Grim Future Mohinder reminded me a lot of Giles in the Wishverse, only with more moral ambiguity. (He's even dressed like Giles!) He's trying to do the best he can in a universe that hasn't provided him with the opportunity to make a real improvement; given what happened to New York I can see why he'd want to find a 'cure' for superpowers. And like Giles in the Wishverse, Mohinder is the person who ultimately decides to destroy the reality he inhabits because the alternative just has to be better. I cheered for him when he had the good sense to kill the Haitian instead of Hiro, so our favourite office worker could go back and try to change things.

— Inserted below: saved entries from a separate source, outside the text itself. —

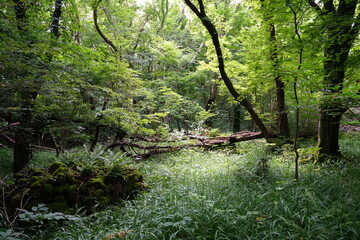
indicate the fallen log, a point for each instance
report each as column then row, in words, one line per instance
column 204, row 142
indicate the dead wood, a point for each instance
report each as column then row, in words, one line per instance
column 203, row 142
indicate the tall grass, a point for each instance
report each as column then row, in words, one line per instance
column 221, row 195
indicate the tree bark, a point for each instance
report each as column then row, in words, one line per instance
column 282, row 119
column 210, row 104
column 341, row 30
column 22, row 147
column 201, row 14
column 102, row 35
column 55, row 24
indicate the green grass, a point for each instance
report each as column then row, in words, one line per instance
column 220, row 195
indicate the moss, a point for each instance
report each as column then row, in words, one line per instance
column 60, row 190
column 36, row 188
column 58, row 206
column 48, row 188
column 103, row 200
column 63, row 188
column 37, row 172
column 98, row 193
column 71, row 194
column 22, row 181
column 133, row 177
column 97, row 182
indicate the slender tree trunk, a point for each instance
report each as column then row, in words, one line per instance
column 102, row 35
column 97, row 128
column 55, row 24
column 210, row 104
column 201, row 14
column 342, row 28
column 282, row 118
column 237, row 119
column 22, row 147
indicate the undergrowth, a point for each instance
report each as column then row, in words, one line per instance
column 198, row 194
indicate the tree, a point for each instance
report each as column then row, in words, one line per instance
column 341, row 29
column 201, row 14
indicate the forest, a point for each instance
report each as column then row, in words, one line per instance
column 179, row 119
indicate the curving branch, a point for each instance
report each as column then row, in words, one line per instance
column 109, row 42
column 201, row 14
column 55, row 24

Unfortunately, Hiro and Ando return to the present missing a vital piece of information: Sylar was not the exploding man. It would have been incredibly useful if, when Peter was telling Ando that he died, he'd added 'oh, and incidentally, I'm the one who blew up the city. My bad.' Not that stabbing Sylar wouldn't be a valuable public service, but it's not going to save New York if Peter goes nuclear. Hiro's "save the cheerleader, save the world" theory was based on a false premise.

On the bright side, though, it really is possible to change the future. The Five Years Gone future has a Sylar who did eat Claire's brain in Homecoming. Even if they haven't managed to stop New York exploding yet, Hiro and Ando have changed things for the better. Having her brain eaten didn't kill Claire, but in that timeline Peter did not save her and so they never met. That may yet prove the key to making sure that New York does not end up rubble, and the future does not suck so much sa a result.